Linux PCI subsystem development
 help / color / mirror / Atom feed
* [PATCH RESEND 0/1] pcie hotplug deadlock fix
@ 2025-10-16 19:30 Keith Busch
  2025-10-16 19:30 ` [PATCH RESEND 1/1] PCI: pciehp: fix concurrent sub-tree removal deadlock Keith Busch
  0 siblings, 1 reply; 4+ messages in thread
From: Keith Busch @ 2025-10-16 19:30 UTC (permalink / raw)
  To: linux-pci, lukas, helgaas; +Cc: Keith Busch

From: Keith Busch <kbusch@kernel.org>

It's been a while since the last resend, and no movement on this so far.
This problem has been reported multiple times over the years, first one
I can find is from here:

  https://lore.kernel.org/lkml/1519648875-38196-1-git-send-email-wangxiongfeng2@huawei.com/

Lacking any other progress, I once again ask that we can take fixes for
this issue, as perfection is the providing to be a blocker to
improvement. The patch from this series is what we run in the Meta fleet
already and it has proven tremendously valuable at maintaining uptime
across the machines. No issues have been found with running it, so
asking once again if we can consider it for upstream.

Keith Busch (1):
  PCI: pciehp: fix concurrent sub-tree removal deadlock

 drivers/pci/hotplug/pciehp_pci.c | 12 +++++++++---
 drivers/pci/pci.h                |  1 +
 drivers/pci/probe.c              | 25 +++++++++++++++++++++++++
 include/linux/pci.h              |  2 ++
 4 files changed, 37 insertions(+), 3 deletions(-)

-- 
2.47.3


^ permalink raw reply	[flat|nested] 4+ messages in thread

* [PATCH RESEND 1/1] PCI: pciehp: fix concurrent sub-tree removal deadlock
  2025-10-16 19:30 [PATCH RESEND 0/1] pcie hotplug deadlock fix Keith Busch
@ 2025-10-16 19:30 ` Keith Busch
  2025-10-17 10:06   ` kernel test robot
  2025-10-17 10:06   ` kernel test robot
  0 siblings, 2 replies; 4+ messages in thread
From: Keith Busch @ 2025-10-16 19:30 UTC (permalink / raw)
  To: linux-pci, lukas, helgaas; +Cc: Keith Busch

From: Keith Busch <kbusch@kernel.org>

PCIe hotplug events modify the topology in their IRQ thread once it can
acquire the global pci_rescan_remove_lock.

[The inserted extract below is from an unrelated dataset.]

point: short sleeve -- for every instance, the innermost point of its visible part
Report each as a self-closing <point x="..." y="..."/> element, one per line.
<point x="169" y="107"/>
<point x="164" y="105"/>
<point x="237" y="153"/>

If a different removal event happens to acquire that lock first, and
that removal event is for the parent device of the bridge processing the
other hotplug event, then we are deadlocked: the parent removal will
wait indefinitely on the child's IRQ thread because the parent is
holding the global lock the child thread needs to make forward progress.

Introduce a new locking function that aborts if the device is being
removed. The following are stack traces of the deadlock:

Task A:

  pciehp_unconfigure_device+0x41/0x120
  pciehp_disable_slot+0x3c/0xc0
  pciehp_handle_presence_or_link_change+0x28f/0x3e0
  pciehp_ist+0xc3/0x210
  irq_thread_fn+0x19/0x40

Task B:

  __synchronize_irq+0x5b/0x90
  free_irq+0x192/0x2e0
  pcie_shutdown_notification+0x3b/0x40
  pciehp_remove+0x23/0x50
  pcie_port_remove_service+0x2c/0x40
  device_release_driver_internal+0x11f/0x180
  bus_remove_device+0xc5/0x110
  device_del+0x126/0x340
  device_unregister+0x13/0x50
  remove_iter+0x17/0x20
  device_for_each_child+0x4a/0x70
  pcie_portdrv_remove+0x23/0x40
  pci_device_remove+0x24/0x60
  device_release_driver_internal+0x11f/0x180
  pci_stop_bus_device+0x57/0x80
  pci_stop_bus_device+0x2c/0x80
  pci_stop_and_remove_bus_device+0xe/0x20
  pciehp_unconfigure_device+0x76/0x120
  pciehp_disable_slot+0x3c/0xc0
  pciehp_handle_presence_or_link_change+0x28f/0x3e0
  pciehp_ist+0xc3/0x210
  irq_thread_fn+0x19/0x40

Signed-off-by: Keith Busch <kbusch@kernel.org>
---
 drivers/pci/hotplug/pciehp_pci.c | 12 +++++++++---
 drivers/pci/pci.h                |  1 +
 drivers/pci/probe.c              | 25 +++++++++++++++++++++++++
 include/linux/pci.h              |  2 ++
 4 files changed, 37 insertions(+), 3 deletions(-)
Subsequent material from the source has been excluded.